Pinkamena bowed her head as Ash walked across the bridge, transparent and still. The oil torch in her muzzle flickered, shining nothing but a thin shape and Pinkamena closed her eyes not to see.

Ash snickered and said...


When Pinkamena was born, she did not take her first breath.

Her fresh lungs gurgled. Her wet hooves went limp and her soft heart went a flutter as it stopped. She was resuscitated by her mother but it was obvious to all what the new baby was. A changeling. In a sense, Pinkamena never was able to take in that first breath, the breath that promised her a long and happy life. She was irreversibly a changeling. A child who would always have forever. A child who would never grow up and would find peace in the graveyard along with the others in their colorful resting place.

Eternity would be hers until she dropped and so her family waited and watched.

As a changeling, Pinkamena was ordinary. She was a little odd and other-worldly but hardly a different than any other forever child. They all had their fancies before they went. Pinkamena was no different. But as a child, she was excitable. Her moods and energy would bob and weave with her jittery form, running off to find this and discover that.

Once Pinkamena got old enough to understand the words 'changeling' and 'forever child', she became sullen.

She had nobody to yell at.

Who could she blame for her having a suspect heart and bad lungs?

She had nobody to yell with.

Who could she talk to about being written off as a walking coffin?

She had nobody to yell to.

By the time she got to school, all of the changelings who had been there at her age were gone.

She only knew them by their stories.

Pinkamena mourned them in her own way, not allowed to go to the graveyard herself less she deliver herself onto Death's door. When she had enough of the farm, the fields, the children, the folk, the colors, the graves and the words Ash left behind...

One day, she was gone.

Nothing to bury. Nothing to sweep away.

A coffin was buried in her stead, painted in...

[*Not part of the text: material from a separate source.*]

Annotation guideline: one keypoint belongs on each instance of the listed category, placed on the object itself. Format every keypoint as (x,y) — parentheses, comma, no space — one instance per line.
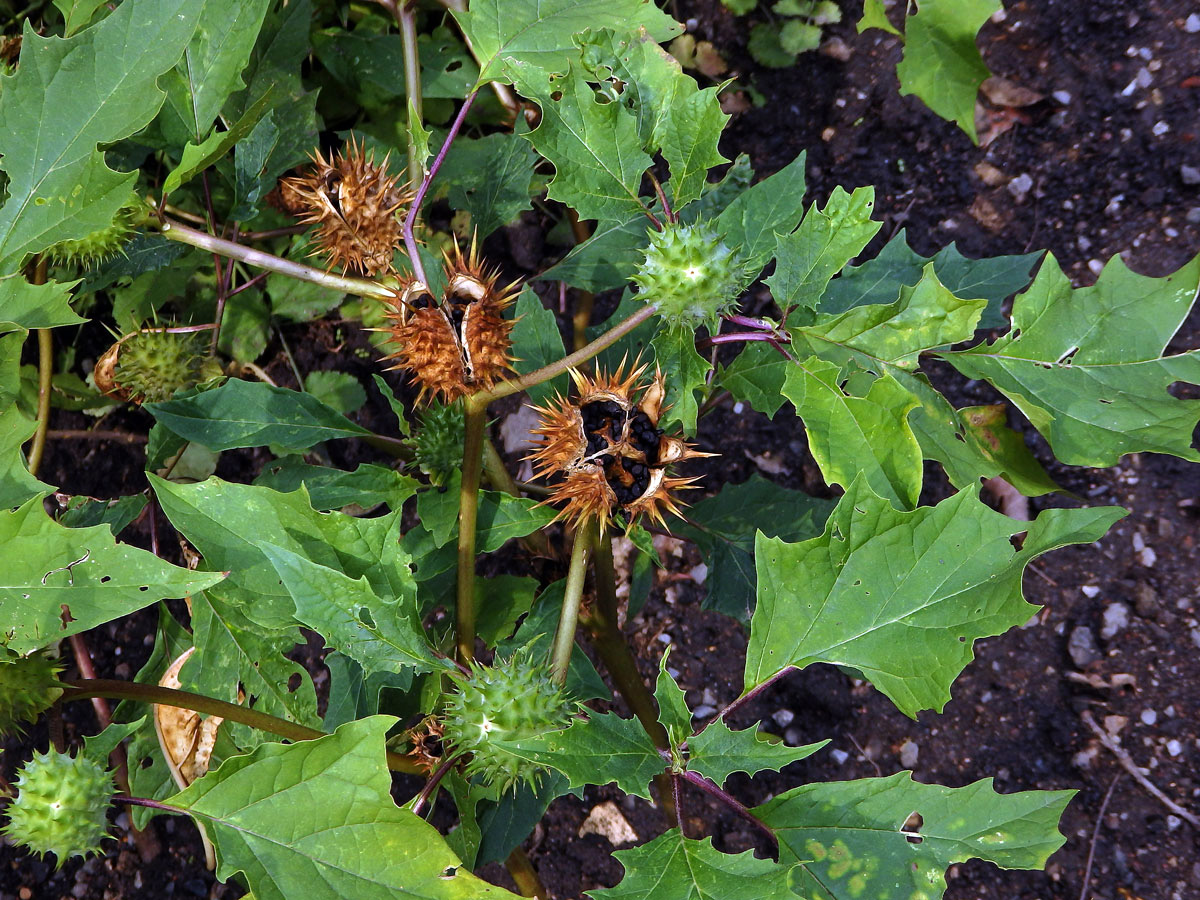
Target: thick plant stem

“I didn't see you on the other side, kiddo. You have no business to be waiting around here like the rest of us.”


Pinkamena Diane Pie didn't have a favorite color.

According to her mother, parties couldn't count as a color.

Nor did milkweed pie she got to eat on her birthdays. Nor did the biggest ball in Canterlot, the Galloping Gala. If Pinkamena wasn't going to serious, then they planned to bury her, the soil around her, the wood and the woodcutter in those most expensive pink dyes they could afford. They begged her to think of the poor woodcutter and Pinkamena said no. She did not have a favorite color.

And so she went on without a favorite color.